笑う兄はじっと自分を見てくる。不思議な色をした兄の瞳。赤と青が交わった不可思議な色。
決して紫にはならない。

「…ほら、早く」

「…でも」

「だー!!!ウジウジすんな、お前が怪我したらイタリアちゃん泣くだろうが!!!日本だってきっとくしゃくしゃに顔を歪めるに決まってんだろ!!!
いーから、早く!!!」

指を目蓋に押し付けられる。薄い目蓋越しにわかる眼球の動き。僅かに痙攣しているのがわかる。
…恐怖、か?

「…貴方も、怖い、のか?」

「…怖いに決まってんだろ。だから早くしろって言ってんだよ」

小さく囁くように紡がれた言葉。その声が震えていることに気付く。

「…後悔は」

「しねぇ。
しねぇからヴェスト、一思いに」

ぱっちりと開かれた左目、多分浮かんでいるのは懇願。

「…」

息を止めてゆっくりと、指を沈めて。
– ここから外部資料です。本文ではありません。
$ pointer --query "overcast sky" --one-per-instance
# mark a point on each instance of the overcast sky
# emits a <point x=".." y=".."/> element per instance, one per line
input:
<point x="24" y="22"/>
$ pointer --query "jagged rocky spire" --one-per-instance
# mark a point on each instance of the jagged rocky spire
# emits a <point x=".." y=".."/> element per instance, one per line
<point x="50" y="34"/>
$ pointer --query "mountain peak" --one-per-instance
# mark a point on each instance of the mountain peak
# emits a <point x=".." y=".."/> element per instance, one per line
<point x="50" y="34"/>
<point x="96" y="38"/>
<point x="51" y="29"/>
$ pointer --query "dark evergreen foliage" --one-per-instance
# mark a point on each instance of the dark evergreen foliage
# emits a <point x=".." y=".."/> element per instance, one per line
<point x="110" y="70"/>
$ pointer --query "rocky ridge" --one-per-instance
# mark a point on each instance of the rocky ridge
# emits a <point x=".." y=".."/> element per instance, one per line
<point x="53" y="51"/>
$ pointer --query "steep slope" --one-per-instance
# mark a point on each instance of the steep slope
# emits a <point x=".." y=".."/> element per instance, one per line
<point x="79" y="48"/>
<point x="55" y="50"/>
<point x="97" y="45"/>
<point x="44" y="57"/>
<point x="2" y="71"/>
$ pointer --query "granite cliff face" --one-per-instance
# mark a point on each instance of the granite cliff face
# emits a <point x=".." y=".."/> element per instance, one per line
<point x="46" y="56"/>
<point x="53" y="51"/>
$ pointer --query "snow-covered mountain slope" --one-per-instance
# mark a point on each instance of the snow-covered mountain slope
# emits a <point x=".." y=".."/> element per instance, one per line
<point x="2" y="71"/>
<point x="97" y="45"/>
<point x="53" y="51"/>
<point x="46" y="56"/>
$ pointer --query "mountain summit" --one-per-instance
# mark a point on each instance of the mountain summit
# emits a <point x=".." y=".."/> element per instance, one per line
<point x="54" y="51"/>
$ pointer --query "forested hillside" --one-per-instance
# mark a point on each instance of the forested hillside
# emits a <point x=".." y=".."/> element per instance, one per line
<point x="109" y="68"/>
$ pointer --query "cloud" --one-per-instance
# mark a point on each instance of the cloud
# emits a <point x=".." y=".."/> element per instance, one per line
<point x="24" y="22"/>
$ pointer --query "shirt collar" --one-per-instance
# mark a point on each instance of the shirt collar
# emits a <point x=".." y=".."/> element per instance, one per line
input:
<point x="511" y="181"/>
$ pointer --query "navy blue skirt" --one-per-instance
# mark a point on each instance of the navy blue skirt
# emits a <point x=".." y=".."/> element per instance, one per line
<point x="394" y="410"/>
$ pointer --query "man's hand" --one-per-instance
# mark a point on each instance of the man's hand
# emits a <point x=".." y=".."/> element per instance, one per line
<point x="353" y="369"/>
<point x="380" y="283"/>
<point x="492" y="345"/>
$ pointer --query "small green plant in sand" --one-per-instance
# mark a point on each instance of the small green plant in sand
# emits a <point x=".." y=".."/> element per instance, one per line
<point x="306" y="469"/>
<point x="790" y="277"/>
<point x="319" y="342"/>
柔らかな球体に指先が触れる。人差し指、中指、目蓋の裏に差し込んで。
一思いに。




ころりと指から転がったのは赤く染まった球体。ボタボタと、指先から滴るは兄のもの。その兄も顔半分を真っ赤に染めて、それでも笑っている。
少しダルそうに、緩慢に手を伸ばしてドイツの頭を撫でた。

「…よくできました」

弱々しい声。
激痛も、怨みも、なかったかのようにただ笑って手を動かす兄に声も出せなかった。

「見ろヴェスト、壁が開いた」

プロイセンの指差す方向にはぽっかりと空いた四角い穴。外は明るいらしい。光が中まで射し込んでいる。

「ほら、帰るぞ」

服の裾を引く真っ赤な彼は、にこりと笑う。返事も返せずに立ち尽くすドイツに、馴染んだ声が聞こえた。